Senior local government officers have been challenged to take up a ‘once in a generation opportunity’ to make use of greater freedom to deliver what local people want and to make tough decisions. In a speech to council chief executives, the Communities Secretary, Hazel Blears, unveiled what she called a radical re-engineering of the relationship between the state and local authorities.
The Secretary of State said changes would bring Government much closer to local people. Her speech coincided with the publication of the performance indicators for local authorities that will come into force from April next year, confirming that the number of centrally-imposed targets has been cut from 1200 to 198.
Hazel Blears told the Society of Local Authority Chief Executives, meeting in Cardiff, that the Government was delivering unprecedented freedoms, financial flexibility and revenue raising powers to councils and she added, “You must now step up to the mark, embrace this new responsibility and demonstrate a strengthened approach to governing. This represents a major re-engineering of the relationship between the state and local councils bringing Government much closer to our communities.
In a direct challenge she told the chief executives that it was now down to them to use the increased freedom. “We are giving local government the space it needs to thrive – they must now make the most of this once in a generation opportunity and deliver on local peoples priorities and take the tough decisions to make a positive difference,” she said.
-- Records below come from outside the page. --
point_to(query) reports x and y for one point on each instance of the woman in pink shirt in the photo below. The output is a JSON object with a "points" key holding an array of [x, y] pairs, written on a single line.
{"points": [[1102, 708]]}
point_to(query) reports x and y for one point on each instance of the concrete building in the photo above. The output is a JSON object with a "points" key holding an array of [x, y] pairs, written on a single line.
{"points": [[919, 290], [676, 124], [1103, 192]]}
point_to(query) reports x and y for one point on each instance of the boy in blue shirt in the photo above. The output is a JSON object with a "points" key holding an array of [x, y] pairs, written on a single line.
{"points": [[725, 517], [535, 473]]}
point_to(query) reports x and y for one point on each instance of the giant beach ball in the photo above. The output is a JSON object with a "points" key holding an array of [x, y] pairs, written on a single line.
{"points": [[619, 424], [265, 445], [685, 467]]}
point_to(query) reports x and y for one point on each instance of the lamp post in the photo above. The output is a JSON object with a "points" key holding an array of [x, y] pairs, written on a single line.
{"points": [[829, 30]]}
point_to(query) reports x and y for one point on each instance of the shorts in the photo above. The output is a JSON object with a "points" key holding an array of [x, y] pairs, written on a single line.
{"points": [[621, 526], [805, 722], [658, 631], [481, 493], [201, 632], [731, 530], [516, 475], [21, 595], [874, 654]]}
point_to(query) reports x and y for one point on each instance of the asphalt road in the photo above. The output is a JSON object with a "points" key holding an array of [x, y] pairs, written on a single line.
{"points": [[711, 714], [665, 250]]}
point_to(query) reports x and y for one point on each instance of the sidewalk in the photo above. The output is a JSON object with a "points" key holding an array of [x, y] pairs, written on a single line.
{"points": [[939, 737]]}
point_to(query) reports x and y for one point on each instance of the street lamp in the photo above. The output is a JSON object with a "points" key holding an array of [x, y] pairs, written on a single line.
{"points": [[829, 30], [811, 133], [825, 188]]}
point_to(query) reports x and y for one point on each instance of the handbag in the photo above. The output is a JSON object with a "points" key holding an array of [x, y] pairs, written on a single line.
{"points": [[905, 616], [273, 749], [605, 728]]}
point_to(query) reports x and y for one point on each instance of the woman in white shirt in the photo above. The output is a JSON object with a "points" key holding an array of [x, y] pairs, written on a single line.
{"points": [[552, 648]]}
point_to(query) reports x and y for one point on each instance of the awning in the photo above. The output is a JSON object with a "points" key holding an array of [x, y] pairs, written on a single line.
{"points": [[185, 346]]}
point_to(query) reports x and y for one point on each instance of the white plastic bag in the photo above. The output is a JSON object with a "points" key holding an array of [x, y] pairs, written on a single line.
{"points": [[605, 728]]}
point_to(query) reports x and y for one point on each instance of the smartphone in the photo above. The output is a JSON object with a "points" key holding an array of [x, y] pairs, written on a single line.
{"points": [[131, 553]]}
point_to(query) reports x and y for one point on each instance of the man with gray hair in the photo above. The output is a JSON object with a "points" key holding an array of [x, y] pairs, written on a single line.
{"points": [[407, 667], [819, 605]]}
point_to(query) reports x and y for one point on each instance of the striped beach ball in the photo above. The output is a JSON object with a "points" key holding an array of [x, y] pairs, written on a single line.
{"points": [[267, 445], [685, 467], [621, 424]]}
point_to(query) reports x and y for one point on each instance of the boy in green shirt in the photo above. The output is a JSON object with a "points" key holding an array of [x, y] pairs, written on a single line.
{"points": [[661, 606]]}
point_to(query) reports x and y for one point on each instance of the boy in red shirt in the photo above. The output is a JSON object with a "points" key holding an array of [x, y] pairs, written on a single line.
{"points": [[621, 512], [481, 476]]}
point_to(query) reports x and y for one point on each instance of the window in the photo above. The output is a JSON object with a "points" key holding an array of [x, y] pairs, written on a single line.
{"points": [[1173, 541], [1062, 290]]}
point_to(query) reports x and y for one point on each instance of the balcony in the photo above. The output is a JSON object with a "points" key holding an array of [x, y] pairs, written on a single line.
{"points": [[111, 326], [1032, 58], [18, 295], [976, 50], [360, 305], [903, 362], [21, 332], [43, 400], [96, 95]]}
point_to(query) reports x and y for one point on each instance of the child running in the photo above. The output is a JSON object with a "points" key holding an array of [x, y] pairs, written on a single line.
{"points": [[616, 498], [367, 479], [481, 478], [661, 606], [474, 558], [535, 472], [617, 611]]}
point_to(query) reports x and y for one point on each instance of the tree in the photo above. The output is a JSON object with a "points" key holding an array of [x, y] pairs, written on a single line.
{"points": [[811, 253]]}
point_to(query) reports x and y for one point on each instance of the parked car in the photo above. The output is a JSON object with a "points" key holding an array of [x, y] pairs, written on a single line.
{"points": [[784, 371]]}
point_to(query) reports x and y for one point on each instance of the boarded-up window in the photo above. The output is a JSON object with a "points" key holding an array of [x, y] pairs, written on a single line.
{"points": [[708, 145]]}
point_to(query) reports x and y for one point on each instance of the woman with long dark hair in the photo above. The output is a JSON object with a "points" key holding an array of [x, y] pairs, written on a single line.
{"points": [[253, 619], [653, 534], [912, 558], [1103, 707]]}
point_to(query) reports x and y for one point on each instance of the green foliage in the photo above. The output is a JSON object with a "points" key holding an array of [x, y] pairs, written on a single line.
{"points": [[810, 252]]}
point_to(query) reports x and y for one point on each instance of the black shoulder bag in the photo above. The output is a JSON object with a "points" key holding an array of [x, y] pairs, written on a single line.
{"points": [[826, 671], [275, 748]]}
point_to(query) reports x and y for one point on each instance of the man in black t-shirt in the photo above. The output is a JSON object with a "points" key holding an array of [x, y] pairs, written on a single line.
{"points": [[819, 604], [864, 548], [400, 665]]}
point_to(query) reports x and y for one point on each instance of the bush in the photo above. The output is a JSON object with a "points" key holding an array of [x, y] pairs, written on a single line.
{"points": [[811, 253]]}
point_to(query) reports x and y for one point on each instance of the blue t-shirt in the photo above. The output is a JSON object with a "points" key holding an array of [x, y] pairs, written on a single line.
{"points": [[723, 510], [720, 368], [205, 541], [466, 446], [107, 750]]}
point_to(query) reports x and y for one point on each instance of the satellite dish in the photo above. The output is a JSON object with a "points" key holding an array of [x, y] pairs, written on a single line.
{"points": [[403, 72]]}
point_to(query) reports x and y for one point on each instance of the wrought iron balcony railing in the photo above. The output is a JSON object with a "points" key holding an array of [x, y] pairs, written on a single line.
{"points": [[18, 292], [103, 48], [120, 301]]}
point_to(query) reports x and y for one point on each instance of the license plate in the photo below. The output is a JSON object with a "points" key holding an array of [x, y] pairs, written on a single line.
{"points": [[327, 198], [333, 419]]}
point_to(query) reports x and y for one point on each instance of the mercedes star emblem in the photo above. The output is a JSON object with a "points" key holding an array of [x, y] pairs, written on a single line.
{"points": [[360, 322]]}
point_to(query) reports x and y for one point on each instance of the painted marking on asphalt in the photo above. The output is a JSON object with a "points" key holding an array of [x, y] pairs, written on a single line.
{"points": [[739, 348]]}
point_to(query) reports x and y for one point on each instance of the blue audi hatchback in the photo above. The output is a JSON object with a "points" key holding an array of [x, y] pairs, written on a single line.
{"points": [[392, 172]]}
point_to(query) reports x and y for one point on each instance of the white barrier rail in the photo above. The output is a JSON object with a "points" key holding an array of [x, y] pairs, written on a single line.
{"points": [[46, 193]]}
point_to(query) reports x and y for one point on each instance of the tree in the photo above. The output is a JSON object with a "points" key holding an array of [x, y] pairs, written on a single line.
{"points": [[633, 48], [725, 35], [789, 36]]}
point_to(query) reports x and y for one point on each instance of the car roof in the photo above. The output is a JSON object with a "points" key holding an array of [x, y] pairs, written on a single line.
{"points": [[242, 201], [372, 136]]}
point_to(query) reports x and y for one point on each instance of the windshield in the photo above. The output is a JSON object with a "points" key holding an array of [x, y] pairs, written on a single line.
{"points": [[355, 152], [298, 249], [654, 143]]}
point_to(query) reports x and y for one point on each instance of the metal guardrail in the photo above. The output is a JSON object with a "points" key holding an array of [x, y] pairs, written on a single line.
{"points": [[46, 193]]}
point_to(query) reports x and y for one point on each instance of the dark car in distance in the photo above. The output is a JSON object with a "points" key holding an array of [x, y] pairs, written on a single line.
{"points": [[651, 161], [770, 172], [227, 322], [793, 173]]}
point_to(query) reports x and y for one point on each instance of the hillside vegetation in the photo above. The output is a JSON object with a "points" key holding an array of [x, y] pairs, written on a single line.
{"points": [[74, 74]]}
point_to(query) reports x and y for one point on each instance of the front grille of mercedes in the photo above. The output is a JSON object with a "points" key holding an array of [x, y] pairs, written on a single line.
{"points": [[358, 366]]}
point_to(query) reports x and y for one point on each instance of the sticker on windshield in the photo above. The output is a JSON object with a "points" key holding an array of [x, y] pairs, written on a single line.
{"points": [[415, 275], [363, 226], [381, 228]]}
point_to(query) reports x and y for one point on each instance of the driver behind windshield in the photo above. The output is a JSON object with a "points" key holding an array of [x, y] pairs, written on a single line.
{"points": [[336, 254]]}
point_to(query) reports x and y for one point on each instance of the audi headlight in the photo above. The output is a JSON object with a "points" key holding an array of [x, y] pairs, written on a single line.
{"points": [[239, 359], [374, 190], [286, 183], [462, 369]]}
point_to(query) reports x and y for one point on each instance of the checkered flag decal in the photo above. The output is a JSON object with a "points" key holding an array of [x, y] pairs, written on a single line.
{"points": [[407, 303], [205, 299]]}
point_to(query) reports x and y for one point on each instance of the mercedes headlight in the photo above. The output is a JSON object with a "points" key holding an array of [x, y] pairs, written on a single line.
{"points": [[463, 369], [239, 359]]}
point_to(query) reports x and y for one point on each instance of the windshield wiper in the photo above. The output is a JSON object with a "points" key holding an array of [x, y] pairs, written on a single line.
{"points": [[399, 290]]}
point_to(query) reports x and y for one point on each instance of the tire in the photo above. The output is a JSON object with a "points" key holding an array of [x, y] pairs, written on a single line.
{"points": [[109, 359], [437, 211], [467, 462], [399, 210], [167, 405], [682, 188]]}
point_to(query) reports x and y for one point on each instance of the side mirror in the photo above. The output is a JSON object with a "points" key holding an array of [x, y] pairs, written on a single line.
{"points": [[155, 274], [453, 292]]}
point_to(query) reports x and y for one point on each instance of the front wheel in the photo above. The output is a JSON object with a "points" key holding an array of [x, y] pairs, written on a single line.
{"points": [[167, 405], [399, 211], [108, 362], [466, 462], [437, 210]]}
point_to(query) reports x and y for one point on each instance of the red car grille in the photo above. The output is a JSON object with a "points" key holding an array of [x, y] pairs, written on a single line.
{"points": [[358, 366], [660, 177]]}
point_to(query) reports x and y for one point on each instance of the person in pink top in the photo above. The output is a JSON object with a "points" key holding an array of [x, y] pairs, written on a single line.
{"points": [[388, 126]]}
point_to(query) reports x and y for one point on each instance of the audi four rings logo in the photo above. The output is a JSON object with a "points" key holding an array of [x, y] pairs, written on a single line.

In addition to up to five billion pounds being transferred out of ring-fenced budgets and the new ability for councils to levy Business Rate Supplements, she said the increased freedoms meant that from next April there would be no new mandatory targets on councils, other than the 17 statutory targets for educational attainment and early years. The Government would not proscribe any of the goals in Local Area Agreements, though it would aim to agree them with local partners as part of the negotiation and councils would be required to involve local communities in the process.